Listen to Me opens with married couple Maggie and Mark, about to embark on an old-fashioned American road trip to Mark's parents' farm. The trip is an annual event for the couple and their dog Gerome (they've never had kids), but this year the thrill is gone.
Maggie, who was recently mugged at gunpoint, has become paranoid, teetering on irrational. She obsessively seeks out morbid news online. Mark, meanwhile, feels pushed to a breaking point by his wife's behavior — fearing she's become a stranger to him after so many years together. The road trip, where laptop and smartphone use is limited, and the getting-back-to-nature mentality on the farm is his desperate effort to reconnect them.
Something is going to happen on this road trip; the suspense has been building since page one.
But, as the omens pile up — an advancing tornado, power outages, remote locations, strange encounters — readers might start to think Maggie isn't so ridiculous. Something is going to happen on this road trip; the suspense has been building since page one.
Neither character is extremely likable, and their backgrounds stumble into eye-rolling territory. Mark, the handsome professor, and Maggie, the successful veterinarian, might come from different upbringings but they've made a thus-far happy life together. He fell in love with her because of her unabashed gap tooth smile.
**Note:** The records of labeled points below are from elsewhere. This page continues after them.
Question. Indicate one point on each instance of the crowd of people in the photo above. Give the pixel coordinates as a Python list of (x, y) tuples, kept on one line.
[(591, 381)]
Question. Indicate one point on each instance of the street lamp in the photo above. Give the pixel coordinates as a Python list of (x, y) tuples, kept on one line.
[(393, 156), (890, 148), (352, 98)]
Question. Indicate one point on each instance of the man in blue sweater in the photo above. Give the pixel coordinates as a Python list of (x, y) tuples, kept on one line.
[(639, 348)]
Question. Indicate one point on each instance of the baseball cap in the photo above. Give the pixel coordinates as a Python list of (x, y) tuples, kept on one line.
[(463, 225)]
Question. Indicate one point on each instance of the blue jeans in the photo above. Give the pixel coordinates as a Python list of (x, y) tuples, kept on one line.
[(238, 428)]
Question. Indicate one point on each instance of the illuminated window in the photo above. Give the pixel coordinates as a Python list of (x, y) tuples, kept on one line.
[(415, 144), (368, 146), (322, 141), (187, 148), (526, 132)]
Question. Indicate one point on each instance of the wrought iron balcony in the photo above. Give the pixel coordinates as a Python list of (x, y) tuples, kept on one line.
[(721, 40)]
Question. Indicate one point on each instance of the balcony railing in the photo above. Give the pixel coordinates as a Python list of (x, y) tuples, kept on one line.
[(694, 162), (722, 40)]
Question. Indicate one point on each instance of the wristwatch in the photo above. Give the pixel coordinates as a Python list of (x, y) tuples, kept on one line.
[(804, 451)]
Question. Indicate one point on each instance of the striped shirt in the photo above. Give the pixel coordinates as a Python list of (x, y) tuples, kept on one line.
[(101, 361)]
Thankfully, their backgrounds aren't essential to the storyline. The focus is on their inner dialogues as they feel themselves drifting apart. Maybe they don't really know each other; maybe they don't really know themselves. Their online vices certainly imply that that's the case.
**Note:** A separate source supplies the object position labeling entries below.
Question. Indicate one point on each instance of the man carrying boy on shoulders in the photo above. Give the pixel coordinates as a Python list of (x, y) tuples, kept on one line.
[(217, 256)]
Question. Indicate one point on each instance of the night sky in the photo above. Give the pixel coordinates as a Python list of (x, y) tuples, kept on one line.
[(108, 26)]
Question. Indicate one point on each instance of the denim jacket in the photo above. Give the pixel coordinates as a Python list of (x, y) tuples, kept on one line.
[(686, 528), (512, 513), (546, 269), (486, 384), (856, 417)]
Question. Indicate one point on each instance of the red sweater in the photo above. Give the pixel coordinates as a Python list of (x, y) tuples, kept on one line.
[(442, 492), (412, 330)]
Pittard writes her characters' vulnerable, inappropriate, selfish, trivial, scary thoughts with cringeworthy honesty. Mark wonders if his wife is actually a "loser." Maggie resolves with herself that sometimes women just need to "take one for the team."
Moments like these ring true for their vulnerability. It can, at times, feel as though you've stumbled onto a diary page you forgot you wrote. No one wants to be a Maggie and no one wants to be a Mark, but it is easy to imagine yourself as either one.
Pittard may write about the things that no one likes talking about, but readers should listen when one of her characters brings it up.